Scott August
July 14th to August 27th
Opening reception: Friday July 14th, 6-8pm
You wont find much about Peter Soehn on the Internet, aside from the occasional credit on a roadside attractions website, or as the creator of some bizarre “world’s largest sculpture“ in Western Canada. In a time before digital posts occupied our lives, we spent time outside, visiting petting zoos, waterslides, theme parks and fruit stands. In Furbish: Remnant Themes of Post-Amusement, artist Scott August explores what little remains of Peter’s unrecognized legacy, from unearthing a buried 1970’s Billboard, to posthumously documenting the artist’s mind-boggling studio. All that remains of Peter’s efforts are fading family photographs, unfinished sculptures, and dust covered memories.
Born in Saskatchewan in 1933, Peter Soehn not only created characters of rural life, he himself was exactly that. Soehn worked as a television prop builder and on-camera painting Instructor in Alberta and in Kelowna British Columbia at C.H.B.C. T.V. during the 1960’s and 1970’s. In the 1980’s his family created ambitious folk-art sculptures and theme-parks for the amusement of others, from the demolished Kelowna Zoo to the re-developed Old MacDonald’s Farm, very little remains of his work in the Okanagan.

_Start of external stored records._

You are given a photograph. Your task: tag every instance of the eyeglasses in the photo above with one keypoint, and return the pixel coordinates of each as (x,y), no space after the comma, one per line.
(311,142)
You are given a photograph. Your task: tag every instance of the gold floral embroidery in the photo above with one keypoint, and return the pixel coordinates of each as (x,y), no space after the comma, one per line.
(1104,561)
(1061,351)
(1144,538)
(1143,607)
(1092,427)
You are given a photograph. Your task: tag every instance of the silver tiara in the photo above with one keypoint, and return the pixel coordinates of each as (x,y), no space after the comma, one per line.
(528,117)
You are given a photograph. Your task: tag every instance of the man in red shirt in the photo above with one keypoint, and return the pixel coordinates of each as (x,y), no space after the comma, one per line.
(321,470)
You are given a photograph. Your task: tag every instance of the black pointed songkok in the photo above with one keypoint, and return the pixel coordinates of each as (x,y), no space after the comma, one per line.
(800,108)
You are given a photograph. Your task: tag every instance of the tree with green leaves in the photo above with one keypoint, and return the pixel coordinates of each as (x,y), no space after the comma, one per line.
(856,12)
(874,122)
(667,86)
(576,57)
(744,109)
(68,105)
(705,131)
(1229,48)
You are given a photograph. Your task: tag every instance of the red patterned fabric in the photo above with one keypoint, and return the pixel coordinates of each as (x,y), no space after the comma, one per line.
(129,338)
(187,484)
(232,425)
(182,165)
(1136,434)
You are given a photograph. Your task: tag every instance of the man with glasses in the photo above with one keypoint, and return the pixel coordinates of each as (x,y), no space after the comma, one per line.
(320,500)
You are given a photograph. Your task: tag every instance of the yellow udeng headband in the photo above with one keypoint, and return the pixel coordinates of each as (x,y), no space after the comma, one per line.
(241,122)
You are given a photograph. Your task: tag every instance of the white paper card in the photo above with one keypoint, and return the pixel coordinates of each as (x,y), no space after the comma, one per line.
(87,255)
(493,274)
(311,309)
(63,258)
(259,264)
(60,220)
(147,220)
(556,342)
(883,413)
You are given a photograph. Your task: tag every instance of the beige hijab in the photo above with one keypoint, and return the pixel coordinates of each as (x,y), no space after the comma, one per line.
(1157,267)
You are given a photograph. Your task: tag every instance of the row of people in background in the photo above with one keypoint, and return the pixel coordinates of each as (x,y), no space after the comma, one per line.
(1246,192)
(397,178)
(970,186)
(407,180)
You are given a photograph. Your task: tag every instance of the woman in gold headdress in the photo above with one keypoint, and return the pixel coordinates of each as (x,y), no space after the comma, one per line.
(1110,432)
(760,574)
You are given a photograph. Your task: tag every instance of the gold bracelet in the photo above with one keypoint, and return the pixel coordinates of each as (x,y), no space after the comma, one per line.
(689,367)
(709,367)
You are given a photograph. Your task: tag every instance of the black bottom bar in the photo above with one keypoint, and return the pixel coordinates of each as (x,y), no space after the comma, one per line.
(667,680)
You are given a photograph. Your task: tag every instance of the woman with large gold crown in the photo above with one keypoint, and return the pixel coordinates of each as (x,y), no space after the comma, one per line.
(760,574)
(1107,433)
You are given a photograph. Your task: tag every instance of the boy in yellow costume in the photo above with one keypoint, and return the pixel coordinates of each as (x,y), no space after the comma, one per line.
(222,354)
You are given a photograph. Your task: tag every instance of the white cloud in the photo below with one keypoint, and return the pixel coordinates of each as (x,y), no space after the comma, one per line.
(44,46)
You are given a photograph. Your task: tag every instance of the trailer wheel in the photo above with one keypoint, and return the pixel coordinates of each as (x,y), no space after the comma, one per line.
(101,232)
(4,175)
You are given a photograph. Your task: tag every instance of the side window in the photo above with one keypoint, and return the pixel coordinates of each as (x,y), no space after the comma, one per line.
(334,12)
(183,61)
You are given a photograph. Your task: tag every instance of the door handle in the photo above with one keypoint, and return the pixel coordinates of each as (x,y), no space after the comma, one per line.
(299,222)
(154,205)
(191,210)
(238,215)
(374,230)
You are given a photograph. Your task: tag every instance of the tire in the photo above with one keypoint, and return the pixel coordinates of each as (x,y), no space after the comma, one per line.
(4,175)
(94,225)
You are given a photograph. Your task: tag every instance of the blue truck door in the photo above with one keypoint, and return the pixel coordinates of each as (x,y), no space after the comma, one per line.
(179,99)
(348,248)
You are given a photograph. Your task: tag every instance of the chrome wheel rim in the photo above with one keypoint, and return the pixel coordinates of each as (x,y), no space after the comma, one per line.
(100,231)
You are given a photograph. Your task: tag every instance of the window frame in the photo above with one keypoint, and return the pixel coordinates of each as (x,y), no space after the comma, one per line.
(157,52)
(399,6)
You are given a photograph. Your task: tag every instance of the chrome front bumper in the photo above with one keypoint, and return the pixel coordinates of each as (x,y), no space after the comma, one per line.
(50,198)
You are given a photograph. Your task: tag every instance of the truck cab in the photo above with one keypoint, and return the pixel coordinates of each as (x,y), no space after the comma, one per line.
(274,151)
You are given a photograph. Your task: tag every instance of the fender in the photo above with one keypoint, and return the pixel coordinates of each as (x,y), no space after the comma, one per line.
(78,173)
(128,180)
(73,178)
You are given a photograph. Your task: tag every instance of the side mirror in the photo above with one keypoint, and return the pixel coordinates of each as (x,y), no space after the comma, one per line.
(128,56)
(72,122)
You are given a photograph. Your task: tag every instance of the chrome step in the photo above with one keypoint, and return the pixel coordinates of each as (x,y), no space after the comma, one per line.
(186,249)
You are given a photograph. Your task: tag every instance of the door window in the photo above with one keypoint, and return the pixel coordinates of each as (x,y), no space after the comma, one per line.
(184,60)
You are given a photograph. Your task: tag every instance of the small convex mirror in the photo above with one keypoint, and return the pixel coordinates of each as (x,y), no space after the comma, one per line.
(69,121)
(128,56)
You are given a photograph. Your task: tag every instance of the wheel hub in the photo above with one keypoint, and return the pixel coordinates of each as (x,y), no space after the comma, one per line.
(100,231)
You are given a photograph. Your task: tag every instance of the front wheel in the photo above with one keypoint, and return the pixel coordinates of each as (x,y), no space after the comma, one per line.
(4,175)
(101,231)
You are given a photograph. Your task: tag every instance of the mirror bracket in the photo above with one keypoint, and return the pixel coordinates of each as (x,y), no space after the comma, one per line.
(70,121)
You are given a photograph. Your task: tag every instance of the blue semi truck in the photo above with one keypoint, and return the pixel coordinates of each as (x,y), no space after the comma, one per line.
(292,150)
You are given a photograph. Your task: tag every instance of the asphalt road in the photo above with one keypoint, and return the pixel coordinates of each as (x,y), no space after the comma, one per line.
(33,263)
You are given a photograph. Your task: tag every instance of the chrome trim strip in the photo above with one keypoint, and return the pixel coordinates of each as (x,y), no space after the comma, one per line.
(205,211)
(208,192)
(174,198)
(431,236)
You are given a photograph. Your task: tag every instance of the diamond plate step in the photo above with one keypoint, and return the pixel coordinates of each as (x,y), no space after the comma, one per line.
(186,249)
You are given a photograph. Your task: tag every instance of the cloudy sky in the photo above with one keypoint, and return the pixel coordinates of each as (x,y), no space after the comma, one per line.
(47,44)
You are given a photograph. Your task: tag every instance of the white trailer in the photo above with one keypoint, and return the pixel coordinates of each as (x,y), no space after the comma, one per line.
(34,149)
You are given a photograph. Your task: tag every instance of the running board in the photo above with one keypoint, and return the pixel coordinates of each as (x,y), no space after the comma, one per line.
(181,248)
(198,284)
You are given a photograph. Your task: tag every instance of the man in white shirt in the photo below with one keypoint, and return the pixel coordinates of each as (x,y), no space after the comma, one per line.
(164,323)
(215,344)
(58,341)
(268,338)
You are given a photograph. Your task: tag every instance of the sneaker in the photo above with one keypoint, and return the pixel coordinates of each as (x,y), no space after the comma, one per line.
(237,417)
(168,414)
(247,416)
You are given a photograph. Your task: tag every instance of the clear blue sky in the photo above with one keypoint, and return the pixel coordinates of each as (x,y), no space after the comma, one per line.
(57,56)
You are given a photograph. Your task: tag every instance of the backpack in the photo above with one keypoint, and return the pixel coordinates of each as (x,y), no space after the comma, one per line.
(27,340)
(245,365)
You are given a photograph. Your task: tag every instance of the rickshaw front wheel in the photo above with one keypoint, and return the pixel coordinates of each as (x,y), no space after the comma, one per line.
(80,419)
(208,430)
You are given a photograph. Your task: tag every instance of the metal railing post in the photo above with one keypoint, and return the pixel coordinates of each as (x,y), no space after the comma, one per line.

Scott August is a Kelowna born artist working between the Okanagan and Vancouver, he has been actively photographing and collecting what remains of the Soehn’s Attractions. Furbish: Remnant Themes of Post-Amusement will resurrect forgotten feelings and memories, while enveloping the viewer in it’s overwhelming scale and decaying state. Like Peter Soehn, Scott August’s art focuses around creating fantastical large-scale installations: 25 Foot Cowboy (2005), Bear Peaking Over Mountain Gets New Cowboy Friend (2008), and Artist Changes Sign (2015). He has exhibited at the Kelowna Art Gallery, the Alternator Centre for Contemporary Art, Victoria’s 50/50 Gallery, Vancouver’s Interurban Gallery, and abroad at Pop Montreal Arts Festival and Chicago’s Three Walls Gallery.
Plan your summer vacation around visiting FURBISH at the Lake Country Art Gallery, then continue with your Soehn travel-homage by visiting his legendary Penticton Peach, his Cultus Lake water squirting frogs, or by trying on his Clem T. Gopher Mascot Head at the World Famous Gopher Hole Museum in Torrington, Alberta.